He jokes about being a hoarder of old bits of wood and branches to feed his passion for making biochar – a type of charcoal which some are calling 'black gold'.
The former IT consultant from Arizona wanted to reduce his carbon footprint and started researching the carbon cycle, finding a way to harvest and sequester carbon in his own backyard.
Phil holds workshops to spread the word about the ingredient which, when added to soil, improves its qualities, aerating it, holding moisture and acting as a filter near waterways.
"I know quite a few people who are really into this stuff and we joke about being sort of fringe types, being a little bit nutty about it," he says as he feeds his kiln, set amid neat piles of graded wood matter.
Phil is making as much biochar as he can and using it in small scale no-till cultivation on his lifestyle block where he grows vegetables and fruit trees.

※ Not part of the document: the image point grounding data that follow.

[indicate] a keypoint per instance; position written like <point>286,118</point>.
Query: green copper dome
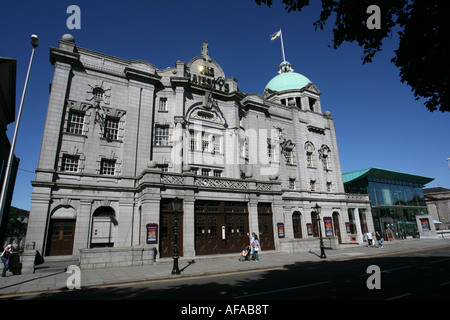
<point>287,79</point>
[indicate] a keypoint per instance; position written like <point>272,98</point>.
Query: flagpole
<point>282,45</point>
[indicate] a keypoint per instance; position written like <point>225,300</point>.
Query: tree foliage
<point>423,54</point>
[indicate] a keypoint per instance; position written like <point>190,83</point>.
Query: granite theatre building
<point>123,140</point>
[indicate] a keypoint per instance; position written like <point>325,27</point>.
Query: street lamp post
<point>176,206</point>
<point>317,209</point>
<point>34,43</point>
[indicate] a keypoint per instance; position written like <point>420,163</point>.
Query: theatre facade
<point>123,140</point>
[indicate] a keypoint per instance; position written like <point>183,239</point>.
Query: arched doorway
<point>297,224</point>
<point>104,225</point>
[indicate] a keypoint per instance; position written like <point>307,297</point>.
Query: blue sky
<point>378,122</point>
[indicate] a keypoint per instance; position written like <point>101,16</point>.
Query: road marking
<point>390,253</point>
<point>281,290</point>
<point>436,261</point>
<point>131,283</point>
<point>398,297</point>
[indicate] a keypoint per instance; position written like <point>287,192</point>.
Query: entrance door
<point>206,234</point>
<point>297,224</point>
<point>220,227</point>
<point>337,230</point>
<point>265,225</point>
<point>315,223</point>
<point>168,220</point>
<point>61,236</point>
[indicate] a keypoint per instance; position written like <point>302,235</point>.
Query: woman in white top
<point>5,258</point>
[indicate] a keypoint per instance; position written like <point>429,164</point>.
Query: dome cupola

"I'm all about carbon farming, trying to get more carbon into the soil not out into the atmosphere."
Fertile soils with high carbon content were found to have developed in the Amazon lowlands where for centuries people living there had been burning their refuse and burying it in pits.
New Zealand lags way behind other countries in research and use of biochar, Phil says.

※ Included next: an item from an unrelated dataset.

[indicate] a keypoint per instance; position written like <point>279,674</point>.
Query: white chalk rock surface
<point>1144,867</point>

In Australia, tests are underway to see if ruminant animals fed it as a supplement have reduced emissions.
Phil's own chickens gather around to peck up the bits when he cooks it up in his paddock.
As a smell-reducing additive to the chook house, it's also made clean-outs a lot more pleasant, he says.
With the race on to reduce carbon emissions, biochar is a good tool in the toolkit, Phil says, but at the moment in New Zealand, not enough is being produced.
He'd like to see farmers using it to help manage the land sustainably.
Mobile kilns could be rolled out to logging sites and rubbish tips around the country to deal with mountains of forestry slash and green waste, he says.